Is This the Regulatory Game-Changer the Market’s Been Waiting For?

You probably don’t need reminding that China is an economic powerhouse. Not only is it the world’s second-largest economy, but virtually everything including the kitchen sink is made there. Perhaps that’s why hundreds of Chinese companies are listed on U.S. markets.

Chinese stocks are often considered the top performers at any given time, across all different types of sectors.

But there’s one slight caveat…

Even though a ton of Chinese businesses are listed on U.S. stock exchanges, Beijing goes out of its way to make sure American investors don’t get an exact overview of each company’s financial standing. Chinese law requires accounting information to remain in China, which restricts access.

In other words, their audit reports aren’t always reviewed by U.S. regulators.

We’re often told not to believe everything we read on the internet without digging a little bit deeper ourselves.
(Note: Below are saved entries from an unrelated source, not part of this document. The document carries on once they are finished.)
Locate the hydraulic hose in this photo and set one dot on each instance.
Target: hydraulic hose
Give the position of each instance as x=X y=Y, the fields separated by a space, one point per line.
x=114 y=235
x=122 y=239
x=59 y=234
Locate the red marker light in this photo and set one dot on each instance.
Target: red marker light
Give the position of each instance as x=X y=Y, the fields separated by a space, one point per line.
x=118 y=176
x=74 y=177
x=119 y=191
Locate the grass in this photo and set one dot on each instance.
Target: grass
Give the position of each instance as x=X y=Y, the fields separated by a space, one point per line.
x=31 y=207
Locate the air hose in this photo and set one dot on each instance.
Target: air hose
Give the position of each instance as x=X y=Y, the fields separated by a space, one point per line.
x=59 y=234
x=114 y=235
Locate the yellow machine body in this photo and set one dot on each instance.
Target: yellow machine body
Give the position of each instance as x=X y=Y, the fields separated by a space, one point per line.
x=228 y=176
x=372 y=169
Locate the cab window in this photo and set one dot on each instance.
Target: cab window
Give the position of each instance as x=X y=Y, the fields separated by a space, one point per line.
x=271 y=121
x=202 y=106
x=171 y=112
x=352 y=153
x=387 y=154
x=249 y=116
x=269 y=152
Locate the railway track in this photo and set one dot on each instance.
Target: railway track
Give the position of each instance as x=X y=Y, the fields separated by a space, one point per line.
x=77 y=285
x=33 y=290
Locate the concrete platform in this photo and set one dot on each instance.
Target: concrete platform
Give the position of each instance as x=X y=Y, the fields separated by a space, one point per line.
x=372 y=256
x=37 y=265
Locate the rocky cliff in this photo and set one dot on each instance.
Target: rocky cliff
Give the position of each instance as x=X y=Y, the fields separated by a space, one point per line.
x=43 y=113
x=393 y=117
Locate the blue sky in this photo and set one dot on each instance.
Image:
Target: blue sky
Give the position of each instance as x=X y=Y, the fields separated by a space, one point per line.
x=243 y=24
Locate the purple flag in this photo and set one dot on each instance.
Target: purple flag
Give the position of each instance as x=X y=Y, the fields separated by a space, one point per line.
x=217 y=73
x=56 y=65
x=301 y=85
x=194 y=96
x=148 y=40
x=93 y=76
So, why shouldn’t people have access to reports from Chinese companies with overseas listings?

This is a real question regulators have been asking, especially since the Chinese government told Didi Global Inc. (DIDI), the Chinese version of Uber, to stop registering new drivers and users just days after it made history in 2021 as the biggest IPO of a Chinese company in seven years.

In fact, the U.S. Securities and Exchange Commission has been calling out specific Chinese companies listed on U.S. markets for failing to comply with the Holding Foreign Companies Accountable Act set in 2020.

It’s a law that requires publicly traded companies to prove they’re not controlled or owned by the Chinese government. The act also gives the SEC the power to delist Chinese companies from U.S. exchanges if American regulators can’t see the company’s financial reports for three consecutive years.

Delisting means a Chinese company traded on an exchange like the Nasdaq or NYSE would lose access to a wide collection of buyers and sellers. This also includes its institutional sponsorship.

So now, peace is threatening to erupt…

The China Securities Regulatory Commission said last Thursday that it’s preparing to give U.S. regulators full access to the books of 200-plus companies with ADR listings as soon as this year. This framework would allow most Chinese businesses to keep their listings and liquidity.

Then on Friday, the commission said in a statement to CNBC that it held a meeting earlier in the week with some accounting firms to talk about and prepare for joint inspections.

This is great news for many Chinese companies that have been exposed to growth challenges thanks to potential delisting fears… And could ultimately put this problematic issue to rest, where traders can start to focus solely on these companies’ gains.

Still, this could be the regulatory game-changer the market and investors have been waiting for.